Originally posted at Iantha's Ink on 08/24/2012
So we did the Night Tour of Alcatraz, my Daughter specifically wanted a nigh tour as she had heard that it was better than a day tour, you got to see more. We got to the pier at 6:45 just as our boat was getting ready to leave, lucky I had prepurchased the tickets so all we had to do was pickup and run to the boat. I love the ride on the bay, actually I like being on the water anytime but it was a bit cold. When they tell you that San Francisco is not warm like you tend to picture California, they are not lying. It was very much like late fall weather, low 50s to mid 60s. On the water it was colder, felt more like early winter, with a strong wind. Still I loved the water.
Alcatraz island was used for many things in its long history. Our tour guide said that the American Indians would visit the island but did not live on it. They refered to it as the island of strange birds.
The island received its name in 1775 when Spanish explorer Juan Manuel de Ayala charted the San Francisco Bay, and named this tiny speck of land La Isla de los Alcatraces, which translated to "Island of the Pelicans." I won't give a history lesson just a few comments on some of the pictures, indepth history information can be found here http://www.alcatrazhistory.com/rs1.htm
Island of Strange Birds, here are some of the pictures of the birds that I was able to take. I only saw seagulls.
Alcatraz became a military prison during the Civil War and a Federal Prison in 1934.
Guards could have their families live on the island with them. The children would take a ferry to school each day.

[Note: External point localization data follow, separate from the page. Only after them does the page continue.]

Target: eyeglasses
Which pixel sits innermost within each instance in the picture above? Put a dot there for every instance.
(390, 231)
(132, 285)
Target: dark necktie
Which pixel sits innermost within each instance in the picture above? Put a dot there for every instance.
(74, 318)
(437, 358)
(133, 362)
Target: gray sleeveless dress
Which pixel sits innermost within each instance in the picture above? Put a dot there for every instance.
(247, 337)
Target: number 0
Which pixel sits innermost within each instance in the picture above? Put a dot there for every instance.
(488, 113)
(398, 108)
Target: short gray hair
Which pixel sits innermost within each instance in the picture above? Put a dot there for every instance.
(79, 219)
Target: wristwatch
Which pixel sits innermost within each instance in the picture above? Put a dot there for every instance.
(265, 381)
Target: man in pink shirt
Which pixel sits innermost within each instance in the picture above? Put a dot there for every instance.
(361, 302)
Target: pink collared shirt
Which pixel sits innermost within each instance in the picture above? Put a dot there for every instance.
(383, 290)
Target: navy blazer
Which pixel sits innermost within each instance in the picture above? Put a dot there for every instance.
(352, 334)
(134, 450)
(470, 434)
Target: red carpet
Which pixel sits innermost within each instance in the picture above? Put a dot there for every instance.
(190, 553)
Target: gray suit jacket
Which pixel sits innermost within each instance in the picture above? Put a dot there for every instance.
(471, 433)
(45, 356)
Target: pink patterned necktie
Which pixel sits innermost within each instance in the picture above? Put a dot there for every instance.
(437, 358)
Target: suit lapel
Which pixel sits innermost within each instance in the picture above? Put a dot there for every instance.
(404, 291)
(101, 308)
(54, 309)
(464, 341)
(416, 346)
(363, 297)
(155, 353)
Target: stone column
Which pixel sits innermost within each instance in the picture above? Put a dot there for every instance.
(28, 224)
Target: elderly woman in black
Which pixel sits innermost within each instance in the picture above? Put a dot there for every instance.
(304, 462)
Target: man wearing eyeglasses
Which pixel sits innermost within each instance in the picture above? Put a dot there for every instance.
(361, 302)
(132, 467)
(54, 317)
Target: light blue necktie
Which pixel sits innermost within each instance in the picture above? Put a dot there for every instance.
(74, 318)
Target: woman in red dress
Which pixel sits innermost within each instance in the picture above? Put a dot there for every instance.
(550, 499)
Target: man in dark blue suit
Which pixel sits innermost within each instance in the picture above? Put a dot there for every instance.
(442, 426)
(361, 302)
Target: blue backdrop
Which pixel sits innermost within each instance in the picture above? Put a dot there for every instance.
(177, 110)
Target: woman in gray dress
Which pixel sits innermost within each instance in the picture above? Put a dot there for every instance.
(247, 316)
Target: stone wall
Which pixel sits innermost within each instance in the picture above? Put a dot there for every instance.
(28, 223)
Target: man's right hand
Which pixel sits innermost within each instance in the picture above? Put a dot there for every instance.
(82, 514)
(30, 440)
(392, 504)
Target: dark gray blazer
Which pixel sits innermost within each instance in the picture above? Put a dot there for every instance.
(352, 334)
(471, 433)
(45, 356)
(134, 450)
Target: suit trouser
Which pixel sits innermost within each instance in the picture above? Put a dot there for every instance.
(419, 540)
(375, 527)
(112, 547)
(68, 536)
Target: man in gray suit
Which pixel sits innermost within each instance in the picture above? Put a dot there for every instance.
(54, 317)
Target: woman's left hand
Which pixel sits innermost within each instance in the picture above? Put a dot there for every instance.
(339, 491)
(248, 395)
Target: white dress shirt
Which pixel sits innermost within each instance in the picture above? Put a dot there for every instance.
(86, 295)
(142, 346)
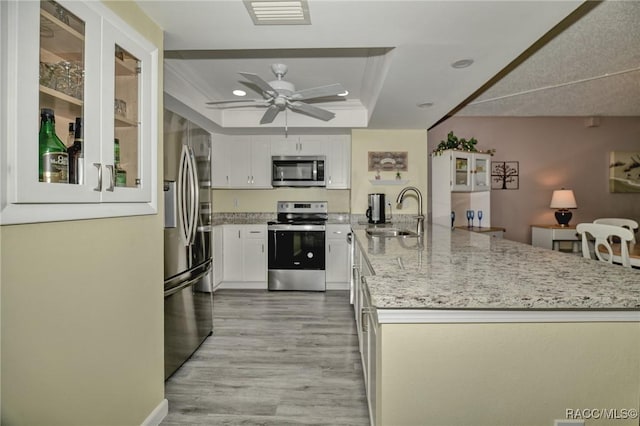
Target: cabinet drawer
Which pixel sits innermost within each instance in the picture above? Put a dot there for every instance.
(255, 232)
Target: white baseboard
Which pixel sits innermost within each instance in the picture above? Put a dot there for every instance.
(249, 285)
(157, 415)
(338, 286)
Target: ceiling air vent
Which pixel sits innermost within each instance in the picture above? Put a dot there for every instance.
(273, 12)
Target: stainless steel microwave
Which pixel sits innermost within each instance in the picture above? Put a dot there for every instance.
(304, 170)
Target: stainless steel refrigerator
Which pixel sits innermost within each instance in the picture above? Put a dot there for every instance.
(188, 303)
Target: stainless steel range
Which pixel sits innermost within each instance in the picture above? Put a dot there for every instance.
(297, 246)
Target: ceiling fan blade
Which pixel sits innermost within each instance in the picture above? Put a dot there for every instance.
(258, 81)
(270, 114)
(318, 92)
(311, 110)
(229, 101)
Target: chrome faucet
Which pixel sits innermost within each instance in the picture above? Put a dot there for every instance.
(420, 217)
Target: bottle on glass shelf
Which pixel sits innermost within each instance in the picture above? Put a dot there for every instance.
(116, 152)
(121, 174)
(72, 134)
(53, 158)
(76, 154)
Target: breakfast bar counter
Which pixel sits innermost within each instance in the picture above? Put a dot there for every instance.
(464, 329)
(465, 270)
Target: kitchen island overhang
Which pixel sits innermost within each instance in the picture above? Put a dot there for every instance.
(520, 353)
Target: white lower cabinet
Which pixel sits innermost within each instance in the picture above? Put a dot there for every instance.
(369, 341)
(338, 260)
(366, 326)
(217, 256)
(245, 256)
(254, 253)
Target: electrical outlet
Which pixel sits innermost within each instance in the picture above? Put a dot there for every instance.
(567, 422)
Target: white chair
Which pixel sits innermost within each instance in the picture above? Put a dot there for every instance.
(630, 224)
(602, 233)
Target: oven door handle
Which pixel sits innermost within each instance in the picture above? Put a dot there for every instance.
(291, 227)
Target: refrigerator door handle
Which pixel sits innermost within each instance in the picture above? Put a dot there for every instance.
(184, 210)
(195, 191)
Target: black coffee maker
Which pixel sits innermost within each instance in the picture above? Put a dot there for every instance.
(375, 210)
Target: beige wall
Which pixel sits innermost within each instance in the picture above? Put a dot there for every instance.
(264, 200)
(82, 311)
(553, 153)
(412, 141)
(506, 374)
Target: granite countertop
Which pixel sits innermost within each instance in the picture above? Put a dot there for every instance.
(466, 270)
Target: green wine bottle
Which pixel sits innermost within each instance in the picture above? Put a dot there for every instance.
(75, 154)
(53, 159)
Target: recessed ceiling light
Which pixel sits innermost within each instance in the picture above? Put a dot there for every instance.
(462, 63)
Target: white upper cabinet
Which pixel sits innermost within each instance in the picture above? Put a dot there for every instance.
(245, 161)
(81, 61)
(338, 168)
(298, 145)
(469, 171)
(241, 162)
(460, 182)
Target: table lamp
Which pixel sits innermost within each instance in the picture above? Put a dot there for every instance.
(563, 199)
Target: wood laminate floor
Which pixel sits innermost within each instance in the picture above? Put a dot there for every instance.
(275, 358)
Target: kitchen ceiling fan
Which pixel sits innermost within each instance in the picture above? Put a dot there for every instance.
(280, 95)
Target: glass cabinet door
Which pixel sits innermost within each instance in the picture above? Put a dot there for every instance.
(61, 88)
(65, 63)
(126, 145)
(125, 109)
(54, 49)
(481, 180)
(462, 169)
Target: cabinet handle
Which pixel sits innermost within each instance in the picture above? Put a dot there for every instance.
(112, 178)
(99, 187)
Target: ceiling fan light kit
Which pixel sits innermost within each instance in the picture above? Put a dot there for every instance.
(280, 95)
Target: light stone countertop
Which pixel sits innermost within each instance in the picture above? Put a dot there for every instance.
(466, 270)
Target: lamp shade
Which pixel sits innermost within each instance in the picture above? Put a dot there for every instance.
(563, 199)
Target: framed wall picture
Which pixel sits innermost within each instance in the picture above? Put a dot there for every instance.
(505, 175)
(388, 161)
(624, 172)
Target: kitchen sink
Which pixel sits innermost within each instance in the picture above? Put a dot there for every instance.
(390, 232)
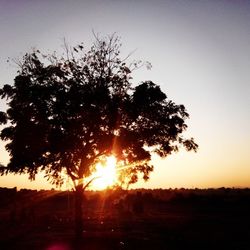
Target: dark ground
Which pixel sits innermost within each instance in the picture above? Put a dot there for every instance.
(148, 219)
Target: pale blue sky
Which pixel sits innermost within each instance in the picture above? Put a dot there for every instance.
(200, 52)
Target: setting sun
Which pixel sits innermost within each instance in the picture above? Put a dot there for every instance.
(105, 174)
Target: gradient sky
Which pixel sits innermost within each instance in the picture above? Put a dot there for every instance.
(200, 52)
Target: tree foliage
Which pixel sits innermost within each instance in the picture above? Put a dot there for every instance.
(66, 113)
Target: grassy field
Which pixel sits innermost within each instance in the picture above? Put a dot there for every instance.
(145, 219)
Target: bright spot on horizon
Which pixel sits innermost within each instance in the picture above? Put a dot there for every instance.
(105, 174)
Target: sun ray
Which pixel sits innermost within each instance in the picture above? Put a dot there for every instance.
(105, 174)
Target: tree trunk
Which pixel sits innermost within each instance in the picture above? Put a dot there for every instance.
(78, 212)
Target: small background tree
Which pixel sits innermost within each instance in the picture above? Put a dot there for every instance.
(65, 114)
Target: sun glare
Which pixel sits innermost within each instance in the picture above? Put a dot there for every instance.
(105, 174)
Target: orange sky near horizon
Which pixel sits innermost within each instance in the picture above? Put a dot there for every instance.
(200, 54)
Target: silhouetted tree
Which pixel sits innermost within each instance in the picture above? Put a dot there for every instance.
(67, 113)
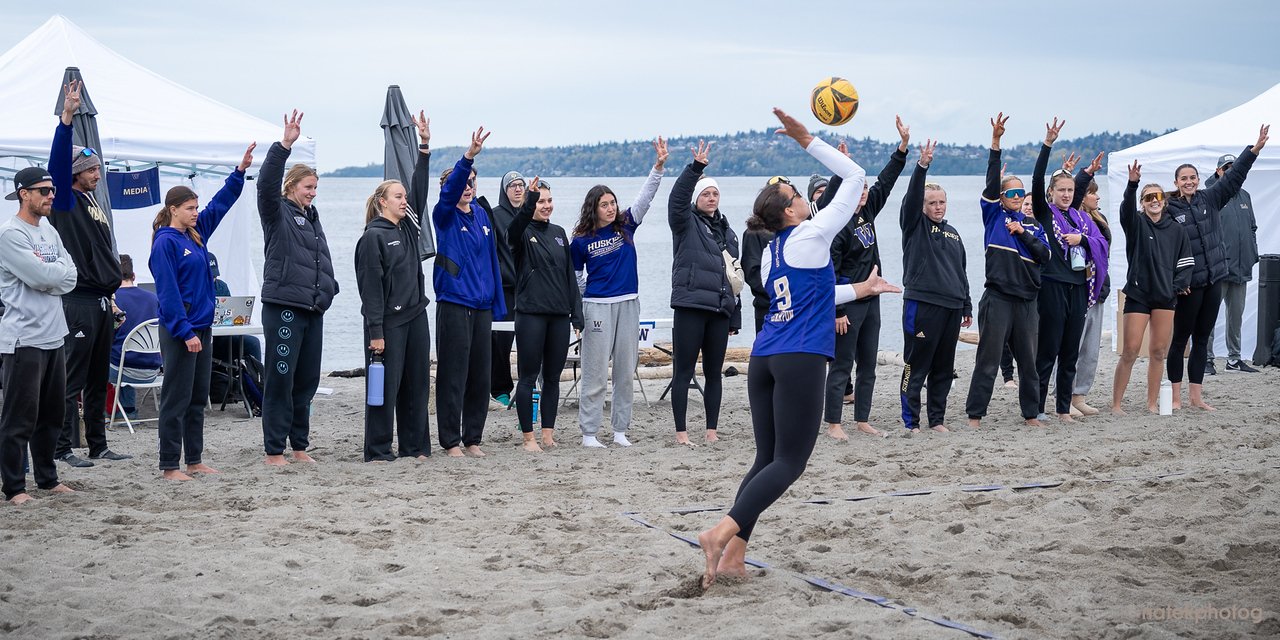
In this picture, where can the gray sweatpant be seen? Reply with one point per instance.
(611, 329)
(1091, 344)
(1233, 295)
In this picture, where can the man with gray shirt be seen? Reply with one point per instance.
(35, 272)
(1240, 246)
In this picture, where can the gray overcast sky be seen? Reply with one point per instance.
(566, 72)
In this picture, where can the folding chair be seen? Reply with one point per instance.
(145, 338)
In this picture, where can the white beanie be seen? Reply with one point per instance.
(703, 184)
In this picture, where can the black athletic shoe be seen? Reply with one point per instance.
(76, 461)
(1238, 365)
(110, 455)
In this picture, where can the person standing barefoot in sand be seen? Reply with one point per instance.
(1016, 247)
(184, 286)
(789, 361)
(467, 300)
(1200, 214)
(297, 288)
(35, 272)
(936, 300)
(1160, 270)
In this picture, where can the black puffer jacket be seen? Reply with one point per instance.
(1201, 218)
(698, 277)
(298, 270)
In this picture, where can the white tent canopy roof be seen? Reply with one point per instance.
(142, 117)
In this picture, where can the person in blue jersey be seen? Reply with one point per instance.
(936, 297)
(184, 286)
(604, 259)
(1016, 247)
(1160, 273)
(705, 280)
(789, 361)
(548, 301)
(1072, 280)
(467, 300)
(854, 254)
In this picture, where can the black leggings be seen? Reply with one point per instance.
(542, 346)
(695, 330)
(1193, 318)
(785, 392)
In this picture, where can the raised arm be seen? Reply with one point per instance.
(650, 184)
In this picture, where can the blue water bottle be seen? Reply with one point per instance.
(375, 376)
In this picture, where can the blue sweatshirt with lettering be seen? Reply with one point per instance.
(181, 266)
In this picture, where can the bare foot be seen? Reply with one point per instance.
(871, 430)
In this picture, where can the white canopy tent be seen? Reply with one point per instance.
(142, 119)
(1202, 145)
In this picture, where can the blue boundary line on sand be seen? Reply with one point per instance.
(836, 588)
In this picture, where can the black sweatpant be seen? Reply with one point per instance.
(295, 343)
(1194, 318)
(542, 346)
(464, 348)
(499, 375)
(406, 393)
(1061, 307)
(35, 387)
(860, 343)
(1006, 324)
(929, 336)
(90, 332)
(183, 397)
(785, 392)
(698, 332)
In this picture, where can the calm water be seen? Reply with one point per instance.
(342, 202)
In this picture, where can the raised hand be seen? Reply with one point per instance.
(1052, 131)
(292, 128)
(1069, 161)
(927, 152)
(702, 151)
(1096, 164)
(248, 158)
(478, 138)
(659, 149)
(792, 128)
(424, 127)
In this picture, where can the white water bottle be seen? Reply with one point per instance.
(1166, 398)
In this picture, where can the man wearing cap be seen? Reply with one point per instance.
(35, 270)
(90, 323)
(1240, 246)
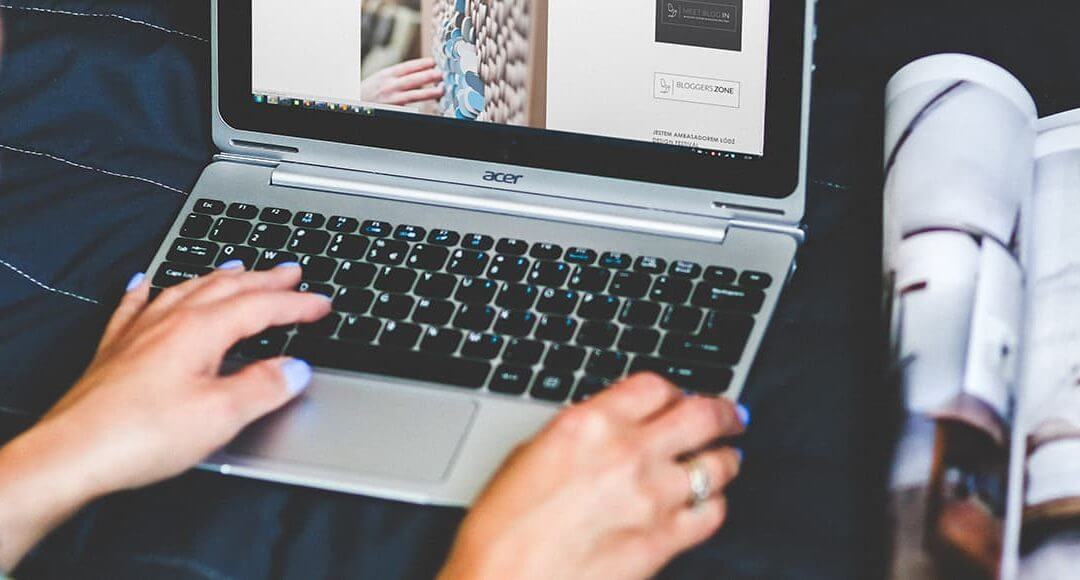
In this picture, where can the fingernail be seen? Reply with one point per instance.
(297, 375)
(743, 414)
(135, 281)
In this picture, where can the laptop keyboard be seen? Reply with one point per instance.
(512, 317)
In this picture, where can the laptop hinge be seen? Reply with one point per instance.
(500, 202)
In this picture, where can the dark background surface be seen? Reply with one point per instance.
(122, 99)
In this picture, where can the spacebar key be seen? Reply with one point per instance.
(395, 363)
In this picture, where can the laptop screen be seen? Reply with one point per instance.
(689, 73)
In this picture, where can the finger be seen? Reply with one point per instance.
(135, 298)
(692, 423)
(408, 97)
(262, 388)
(637, 398)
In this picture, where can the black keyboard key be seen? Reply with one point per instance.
(468, 262)
(512, 247)
(589, 279)
(208, 206)
(198, 226)
(682, 319)
(404, 364)
(599, 335)
(755, 280)
(306, 241)
(598, 307)
(353, 300)
(580, 255)
(444, 238)
(523, 352)
(607, 364)
(693, 377)
(477, 242)
(428, 257)
(347, 246)
(318, 268)
(554, 387)
(360, 328)
(549, 273)
(547, 252)
(685, 269)
(721, 275)
(388, 252)
(728, 298)
(643, 340)
(376, 229)
(639, 313)
(309, 219)
(481, 346)
(649, 265)
(435, 285)
(272, 258)
(630, 284)
(616, 260)
(393, 306)
(589, 387)
(400, 335)
(434, 312)
(268, 235)
(564, 358)
(474, 318)
(556, 301)
(229, 231)
(193, 252)
(475, 291)
(275, 215)
(355, 273)
(556, 328)
(508, 268)
(441, 340)
(670, 290)
(410, 233)
(395, 280)
(517, 296)
(511, 380)
(171, 274)
(342, 225)
(515, 323)
(247, 255)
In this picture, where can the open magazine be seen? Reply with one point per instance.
(982, 256)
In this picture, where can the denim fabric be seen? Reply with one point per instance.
(104, 111)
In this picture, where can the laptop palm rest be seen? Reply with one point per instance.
(380, 431)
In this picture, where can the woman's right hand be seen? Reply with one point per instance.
(604, 491)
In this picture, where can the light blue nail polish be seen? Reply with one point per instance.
(135, 281)
(743, 415)
(297, 375)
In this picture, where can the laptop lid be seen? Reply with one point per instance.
(684, 106)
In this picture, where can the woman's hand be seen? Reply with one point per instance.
(405, 83)
(604, 491)
(152, 403)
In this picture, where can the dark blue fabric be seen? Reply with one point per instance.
(104, 127)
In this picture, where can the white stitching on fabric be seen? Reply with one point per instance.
(45, 286)
(88, 167)
(106, 15)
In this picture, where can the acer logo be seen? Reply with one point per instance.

One of the benefits of the night tour is that it is not as crowded, only Alcatraz tours holds the night tours and only two tours so the number of people is quite small compared to the day. At the night tour you also get to see the cell slam. A ranger showed us the mechanism that controls the cell doors and opens and closes them several times. The prisoners lived in a 6 x9x7 foot room and the only time they heard the cell doors six times a day. The opening of the doors for meals was their only taste of what freedom they had, to go eat, if on good behavior they might get to go work or get a book from the library or have rec time in the yard. At night lock down was the slaming of the cell doors which would drive home each and every night that they were not free, that the rest of society did not want them, that they did not belong.